En Iran, Ève Bazaiba porte la voix de la RDC à la conférence internationale de lutte contre les tempêtes de sable
En Iran, Ève Bazaiba porte la voix de la RDC à la conférence internationale de lutte contre les tempêtes de sable
AFP
La ville de Téhéran, en Iran, a abrité du 09 au 10 septembre, la conférence internationale sur la lutte contre les tempêtes de sable et des poussières. Parmi les pays participants, la RDC a été représentée par la ministre de l’Environnement et Développement Durable, Ève Bazaiba.
Portant la voix de son pays, du haut de la tribune de cette conférence internationale, Bazaiba a estimé que la muraille verte dans la région en plantant les arbres, constitue l’une des solutions à même de résoudre le fléau lié aux tempêtes de sable et des poussières. La muraille verte est un programme phare du continent africain pour combattre les changements climatiques et la désertification et lutter contre l’insécurité alimentaire et la pauvreté.

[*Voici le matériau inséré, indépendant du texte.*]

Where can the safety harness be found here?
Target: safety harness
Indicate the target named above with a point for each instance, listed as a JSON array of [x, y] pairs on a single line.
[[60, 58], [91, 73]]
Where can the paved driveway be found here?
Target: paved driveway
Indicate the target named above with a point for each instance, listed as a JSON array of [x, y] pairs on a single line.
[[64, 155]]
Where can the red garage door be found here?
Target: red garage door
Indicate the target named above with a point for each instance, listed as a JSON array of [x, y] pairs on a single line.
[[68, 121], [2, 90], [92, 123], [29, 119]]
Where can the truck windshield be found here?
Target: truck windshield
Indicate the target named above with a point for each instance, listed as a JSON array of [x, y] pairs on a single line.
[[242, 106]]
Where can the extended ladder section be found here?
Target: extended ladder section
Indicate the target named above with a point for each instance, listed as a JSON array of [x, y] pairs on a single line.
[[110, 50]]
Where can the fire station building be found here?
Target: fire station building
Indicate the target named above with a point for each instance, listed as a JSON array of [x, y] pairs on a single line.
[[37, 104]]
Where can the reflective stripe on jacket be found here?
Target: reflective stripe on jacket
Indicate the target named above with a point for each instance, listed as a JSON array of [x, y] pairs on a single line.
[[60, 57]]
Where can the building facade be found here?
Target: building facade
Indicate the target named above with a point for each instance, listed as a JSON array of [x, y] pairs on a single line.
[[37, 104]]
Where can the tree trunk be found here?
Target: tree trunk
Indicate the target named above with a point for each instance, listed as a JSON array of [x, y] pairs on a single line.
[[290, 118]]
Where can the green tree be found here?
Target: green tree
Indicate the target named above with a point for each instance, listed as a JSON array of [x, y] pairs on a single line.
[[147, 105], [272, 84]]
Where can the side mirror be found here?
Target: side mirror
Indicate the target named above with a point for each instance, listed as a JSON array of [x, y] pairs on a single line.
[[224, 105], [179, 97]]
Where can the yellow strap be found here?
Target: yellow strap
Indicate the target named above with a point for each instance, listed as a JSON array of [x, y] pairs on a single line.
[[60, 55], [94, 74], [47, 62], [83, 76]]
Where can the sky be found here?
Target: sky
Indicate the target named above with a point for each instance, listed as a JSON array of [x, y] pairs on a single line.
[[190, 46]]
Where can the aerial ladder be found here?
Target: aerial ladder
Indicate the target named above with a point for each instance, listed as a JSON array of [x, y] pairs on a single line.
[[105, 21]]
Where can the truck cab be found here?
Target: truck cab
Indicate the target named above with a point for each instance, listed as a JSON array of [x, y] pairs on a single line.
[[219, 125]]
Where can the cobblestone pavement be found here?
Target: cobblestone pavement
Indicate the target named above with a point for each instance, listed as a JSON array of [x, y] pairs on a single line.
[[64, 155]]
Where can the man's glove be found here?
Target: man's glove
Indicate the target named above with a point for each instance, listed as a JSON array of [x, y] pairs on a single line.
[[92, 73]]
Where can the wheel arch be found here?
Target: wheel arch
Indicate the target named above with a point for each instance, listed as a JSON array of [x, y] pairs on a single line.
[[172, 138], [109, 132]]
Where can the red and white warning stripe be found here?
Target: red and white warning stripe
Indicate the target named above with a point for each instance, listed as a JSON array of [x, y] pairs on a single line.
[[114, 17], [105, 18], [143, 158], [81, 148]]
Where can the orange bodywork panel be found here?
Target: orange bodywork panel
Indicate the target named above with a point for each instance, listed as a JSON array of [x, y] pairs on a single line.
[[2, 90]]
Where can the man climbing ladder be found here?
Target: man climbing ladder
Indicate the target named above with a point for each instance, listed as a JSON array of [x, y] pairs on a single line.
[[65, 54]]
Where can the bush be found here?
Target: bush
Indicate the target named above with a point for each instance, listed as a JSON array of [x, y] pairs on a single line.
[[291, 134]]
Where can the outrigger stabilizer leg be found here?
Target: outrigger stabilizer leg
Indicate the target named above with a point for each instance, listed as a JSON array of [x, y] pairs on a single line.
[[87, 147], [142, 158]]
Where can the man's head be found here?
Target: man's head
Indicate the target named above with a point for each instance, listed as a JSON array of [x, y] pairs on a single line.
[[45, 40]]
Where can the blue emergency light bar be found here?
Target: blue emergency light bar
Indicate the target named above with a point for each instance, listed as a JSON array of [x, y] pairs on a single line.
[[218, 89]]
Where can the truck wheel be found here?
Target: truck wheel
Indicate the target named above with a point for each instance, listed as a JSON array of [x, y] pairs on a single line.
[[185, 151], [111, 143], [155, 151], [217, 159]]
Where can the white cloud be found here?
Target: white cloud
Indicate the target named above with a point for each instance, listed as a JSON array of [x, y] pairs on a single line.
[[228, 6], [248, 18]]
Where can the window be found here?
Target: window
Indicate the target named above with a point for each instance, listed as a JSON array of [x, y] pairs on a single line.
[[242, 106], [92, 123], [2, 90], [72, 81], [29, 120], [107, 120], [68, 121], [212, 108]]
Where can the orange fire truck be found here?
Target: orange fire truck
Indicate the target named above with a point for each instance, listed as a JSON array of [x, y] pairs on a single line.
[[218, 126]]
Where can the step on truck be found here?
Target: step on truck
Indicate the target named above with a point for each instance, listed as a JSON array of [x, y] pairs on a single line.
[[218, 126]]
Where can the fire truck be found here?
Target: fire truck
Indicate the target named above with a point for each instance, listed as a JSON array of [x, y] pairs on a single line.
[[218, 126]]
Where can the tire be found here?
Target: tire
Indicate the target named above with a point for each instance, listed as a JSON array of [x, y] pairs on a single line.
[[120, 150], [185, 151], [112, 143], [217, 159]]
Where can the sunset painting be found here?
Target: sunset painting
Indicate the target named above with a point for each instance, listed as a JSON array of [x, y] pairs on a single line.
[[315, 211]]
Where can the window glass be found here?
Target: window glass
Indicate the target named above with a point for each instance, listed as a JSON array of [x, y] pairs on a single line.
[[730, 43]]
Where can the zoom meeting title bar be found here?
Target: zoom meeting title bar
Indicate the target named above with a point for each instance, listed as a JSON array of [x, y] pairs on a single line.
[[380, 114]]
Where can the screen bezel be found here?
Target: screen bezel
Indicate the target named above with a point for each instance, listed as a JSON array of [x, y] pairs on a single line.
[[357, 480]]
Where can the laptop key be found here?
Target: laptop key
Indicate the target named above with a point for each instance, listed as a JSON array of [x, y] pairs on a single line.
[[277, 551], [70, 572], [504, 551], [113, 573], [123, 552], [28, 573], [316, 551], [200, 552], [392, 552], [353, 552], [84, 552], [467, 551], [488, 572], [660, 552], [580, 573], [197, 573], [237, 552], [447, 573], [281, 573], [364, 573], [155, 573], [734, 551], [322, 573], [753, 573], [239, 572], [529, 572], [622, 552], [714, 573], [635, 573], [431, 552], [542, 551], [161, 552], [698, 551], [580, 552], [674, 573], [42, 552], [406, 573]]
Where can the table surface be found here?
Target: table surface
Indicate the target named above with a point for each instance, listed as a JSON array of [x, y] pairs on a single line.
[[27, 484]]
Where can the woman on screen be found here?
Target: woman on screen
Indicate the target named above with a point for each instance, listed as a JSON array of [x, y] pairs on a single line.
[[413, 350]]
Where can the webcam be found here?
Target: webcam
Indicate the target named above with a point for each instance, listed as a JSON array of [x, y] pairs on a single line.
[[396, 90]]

« Nous sommes convaincus que la muraille verte de la région, en plantant les arbres, constitue la réponse basée sur la nature pour lutter contre ces phénomènes. Pour ce faire, la RDC est disposée à participer à tous ces programmes en tant que membre des Nations-Unies et pays solution à la lutte contre le changement climatique. La RDC appelle avec insistance, tous les pays responsables de la pollution ayant pris des engagements de participer avec 100 milliards de dollars américains par an, de respecter cette résolution. Nous n’avons plus de temps à perdre car les pertes et dommages sont énormes et cela va de la vie de toute l’humanité », a souligné Ève Bazaiba, dans son discours.
Par la même occasion, la ministre de l’Environnement a indiqué que la RDC au sein du Bassin du Congo, est « victime du
réchauffement de la planète mais elle n’en est pas responsable à travers sa faible industrialisation ». Par contre, grâce à ses potentiels environnementaux énormes, la RDC est reconnue aujourd’hui comme « Pays-solution » face à la lutte contre la pollution mondiale.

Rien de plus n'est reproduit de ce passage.